The company’s other projects in the Otago region include Lammerlaw, with mapped gold and tungsten trends, and Silver Peaks, which hosts several large-scale gold and antimony structures, with district-scale potential. Lastly, Critical’s Tokomairiro project covers a historical gold field hosting multiple reef systems, with high-grade rock chip samples up to 135g/t of gold.

Meanwhile, the company’s northernmost gold project, Croesus, lies in the Reefton goldfields at the top end of the South Island. Rock chip sampling has returned high grade gold and antimony results and highlighted tungsten-rich greisen systems.

With antimony currently designated as a critical mineral and experiencing massive price spikes amid global supply shortages, this “pathfinder” element is likely to add a lucrative multi-commodity layer to Critical’s gold story.

This gold strategy is all about “portfolio depth.” Whilst the market waits for the Cap Burn RC drilling results expected in early April, ongoing work at Lammerlaw, Silver Peaks, Tokomairiro and Croesus provides the exploration optionality that keeps the news flow constant.

The company appears to be taking a capital-disciplined approach, using low-cost field programs to rapidly screen targets before committing the big rigs.
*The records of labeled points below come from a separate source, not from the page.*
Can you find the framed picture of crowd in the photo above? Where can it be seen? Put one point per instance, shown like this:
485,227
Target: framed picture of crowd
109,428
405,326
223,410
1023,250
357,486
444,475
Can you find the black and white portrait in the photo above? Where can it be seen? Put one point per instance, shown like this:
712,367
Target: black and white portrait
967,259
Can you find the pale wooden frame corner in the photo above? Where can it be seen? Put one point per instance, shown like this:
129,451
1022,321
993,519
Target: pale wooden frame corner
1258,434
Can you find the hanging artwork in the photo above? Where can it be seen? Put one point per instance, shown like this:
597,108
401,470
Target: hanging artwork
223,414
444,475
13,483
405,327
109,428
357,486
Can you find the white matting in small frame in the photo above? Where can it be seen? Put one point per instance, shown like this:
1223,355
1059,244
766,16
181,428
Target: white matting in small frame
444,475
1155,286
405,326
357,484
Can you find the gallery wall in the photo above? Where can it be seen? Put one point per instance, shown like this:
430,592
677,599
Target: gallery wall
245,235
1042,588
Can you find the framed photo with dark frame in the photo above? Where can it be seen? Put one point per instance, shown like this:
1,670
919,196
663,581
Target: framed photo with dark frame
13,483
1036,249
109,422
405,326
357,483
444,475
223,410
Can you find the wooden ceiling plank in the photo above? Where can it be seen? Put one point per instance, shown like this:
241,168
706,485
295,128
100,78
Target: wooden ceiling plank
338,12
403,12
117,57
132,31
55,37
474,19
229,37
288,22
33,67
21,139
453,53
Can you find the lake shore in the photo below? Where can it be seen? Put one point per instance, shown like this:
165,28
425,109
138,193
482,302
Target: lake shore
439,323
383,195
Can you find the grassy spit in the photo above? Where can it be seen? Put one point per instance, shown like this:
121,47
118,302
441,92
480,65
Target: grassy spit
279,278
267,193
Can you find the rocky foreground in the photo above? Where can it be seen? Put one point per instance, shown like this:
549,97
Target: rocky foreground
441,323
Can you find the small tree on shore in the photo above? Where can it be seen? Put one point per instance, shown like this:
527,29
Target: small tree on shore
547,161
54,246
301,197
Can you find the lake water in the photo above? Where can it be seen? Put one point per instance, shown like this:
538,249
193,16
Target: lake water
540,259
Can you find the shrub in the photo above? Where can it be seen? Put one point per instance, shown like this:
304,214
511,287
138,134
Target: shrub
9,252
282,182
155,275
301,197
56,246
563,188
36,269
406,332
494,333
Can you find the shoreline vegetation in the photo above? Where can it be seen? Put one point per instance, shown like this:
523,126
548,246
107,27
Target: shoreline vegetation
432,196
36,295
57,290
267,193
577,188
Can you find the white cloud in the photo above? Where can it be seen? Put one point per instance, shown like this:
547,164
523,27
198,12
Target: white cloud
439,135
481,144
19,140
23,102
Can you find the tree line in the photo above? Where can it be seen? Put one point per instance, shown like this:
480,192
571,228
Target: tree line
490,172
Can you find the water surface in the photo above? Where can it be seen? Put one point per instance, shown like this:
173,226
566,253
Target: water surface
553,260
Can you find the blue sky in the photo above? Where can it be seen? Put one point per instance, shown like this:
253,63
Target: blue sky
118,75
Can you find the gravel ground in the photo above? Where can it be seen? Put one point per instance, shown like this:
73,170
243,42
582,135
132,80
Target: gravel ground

Critical is a rare breed in the junior mining sector. It has the blue-sky tech to capture the imagination of the Silicon Valley set, the lithium scale to attract the North American battery manufacturers, and high-grade gold to provide a solid value floor in an uncertain global economy.

As the company moves towards full-cell integration trials for its battery tech, it is also looking to expand its resource at Mavis Lake and to kick off drilling in the New Zealand goldfields. The results-rich 2026 roadmap looks well and truly set.

For punters looking for a diversified play on the “critical” in Critical Resources, the story may only just be beginning.